(Archived Content)
WASHINGTON - Economic growth accelerated during the first quarter of 2013. The advance estimate by the Bureau of Economic Analysis (BEA), released late last week, showed that real GDP increased by 2.5 percent at an annual rate, following a 0.4 percent increase during the final quarter of 2012. The pickup in growth during the first quarter reflected faster growth of consumer spending, a large increase in inventories, and a smaller drag from declining government outlays.
Growth of real consumer spending strengthened to a 3.2 percent annual rate in the first quarter from a 1.8 percent pace in the fourth quarter despite the expiration of the temporary payroll tax cut. A weather-related increase in utilities consumption contributed to the stronger pace of growth, but even excluding utilities consumer spending grew at a faster pace in early 2013. Farm inventories increased sharply in the first quarter as agricultural output rebounded after last year’s drought. Altogether the change in private inventories contributed 1 percentage point to first-quarter GDP growth, a marked turnaround from the fourth quarter, when inventories subtracted 1.5 percentage points from growth. Government spending continued to decline but weighed less heavily on growth than in the fourth quarter, when federal defense expenditures fell by more than at any time since the early 1970s. Growth of private fixed investment slowed in the first quarter, mainly reflecting a moderation in the pace of business plant and equipment spending. The trade deficit widened as imports rose faster than exports, subtracting 0.5 percentage point from real GDP growth.
Growth of final sales to private domestic purchasers – the sum of consumption, business fixed investment, and residential investment – remained solid at a 3.3 percent annual rate in the first quarter. This measure of underlying private demand has grown at an average annual rate of roughly 3 percent over the past three years, exceeding headline GDP growth of just over 2 percent. Government consumption and investment has fallen at a 2.3 percent pace over the past three years, partly reflecting fiscal tightening at the federal level.
The United States has managed a steady pace of fiscal withdrawal of about 1 percentage point of GDP per year on average since FY2009, with the federal budget deficit falling from a peak of 10.1 percent of GDP to 7.0 percent in FY 2012. More than $2.5 trillion in deficit reduction measures have been enacted over the past two years, not including the $1.2 trillion sequester that took effect in March. The Administration’s FY 2014 Budget proposal would replace the sequester and reduce the deficit by an additional $1.8 trillion over the next decade, bringing the total amount of deficit reduction to roughly $4.3 trillion. The combination of proposed deficit reduction measures and stronger expected U.S. economic growth is projected to put our national debt on a declining path as a share of the economy and lower the deficit to less than 2 percent of GDP by 2023.

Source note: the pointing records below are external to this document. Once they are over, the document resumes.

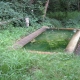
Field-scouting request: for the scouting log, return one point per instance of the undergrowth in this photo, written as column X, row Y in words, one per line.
column 23, row 65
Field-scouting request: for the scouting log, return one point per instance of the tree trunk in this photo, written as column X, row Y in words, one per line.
column 73, row 42
column 29, row 38
column 78, row 5
column 45, row 10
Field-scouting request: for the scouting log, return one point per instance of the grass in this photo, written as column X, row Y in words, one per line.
column 51, row 40
column 23, row 65
column 62, row 15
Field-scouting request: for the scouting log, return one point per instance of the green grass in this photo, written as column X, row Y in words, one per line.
column 52, row 40
column 22, row 65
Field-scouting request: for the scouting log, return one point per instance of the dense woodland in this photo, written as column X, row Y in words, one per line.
column 46, row 56
column 40, row 11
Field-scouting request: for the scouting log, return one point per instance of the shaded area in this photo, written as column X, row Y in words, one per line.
column 51, row 40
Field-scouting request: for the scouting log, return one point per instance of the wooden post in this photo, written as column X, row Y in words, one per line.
column 27, row 39
column 73, row 42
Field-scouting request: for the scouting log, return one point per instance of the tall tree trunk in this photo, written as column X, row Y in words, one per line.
column 78, row 5
column 45, row 10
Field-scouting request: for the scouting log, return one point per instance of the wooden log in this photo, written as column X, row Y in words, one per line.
column 73, row 42
column 27, row 39
column 69, row 29
column 9, row 21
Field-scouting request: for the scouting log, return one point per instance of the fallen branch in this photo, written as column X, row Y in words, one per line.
column 27, row 39
column 8, row 21
column 70, row 29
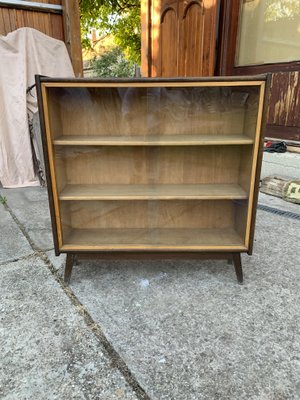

Meanwhile, the private sector-led recovery continues to solidify. The housing sector is showing clear signs of improvement with housing construction, home purchases, and home prices posting solid and steady gains over the past year. Residential construction has made a positive contribution to GDP growth in each of the past eight quarters – the longest such string since 2005. During the first quarter of 2013, residential investment rose 12.6 percent, after climbing nearly 15 percent in 2012, the strongest yearly increase since 1983.
The expiration of the temporary payroll tax cut lowered real disposable income in the first quarter relative to the end of 2012, but continued improvement in household balance sheets along with steady recovery in the housing and labor markets is favorable for income growth and consumer spending going forward. Household debt outstanding as a share of personal income fell to a 10-year low in late 2012. Household wealth relative to disposable income continued to rise in the fourth quarter and is currently above its long-term average, although a bit below the all-time high reached in early 2006. Rising home prices and the strong performance of equity markets so far this year suggest that the recovery in household wealth continued at the start of 2013.
Businesses are well-positioned to increase their level of investment as domestic demand strengthens and global economic conditions improve. Corporate profits as a share of gross domestic income are near an all-time high, cash holdings are high, and borrowing costs are low.
Labor market conditions have improved steadily since payroll employment began growing again more than three years ago. Since then, nearly 6.5 million private-sector jobs have been created. The pace of job growth slowed in March to 95,000 from an average monthly gain of 223,000 in the prior five months but other measures of labor demand, including the length of the average workweek and aggregate hours, continued to rise. The unemployment rate has fallen by 2.4 percentage points from a peak of 10.0 percent in October 2009 and stood at a four-year low of 7.6 percent in March.
Private forecasters are anticipating a temporary slowdown in growth during the second quarter, reflecting the impact of the sequester as well as a moderation in the rate of inventory accumulation following the first quarter’s large buildup. Although the economy continues to face a number of potential challenges in the near term, including the risk of renewed setbacks in Europe and the impact of additional fiscal tightening on economic activity, a consensus of private forecasters expects the pace of growth to strengthen during the second half of the year to a 2.5 percent annual rate and accelerate gradually over the course of 2014.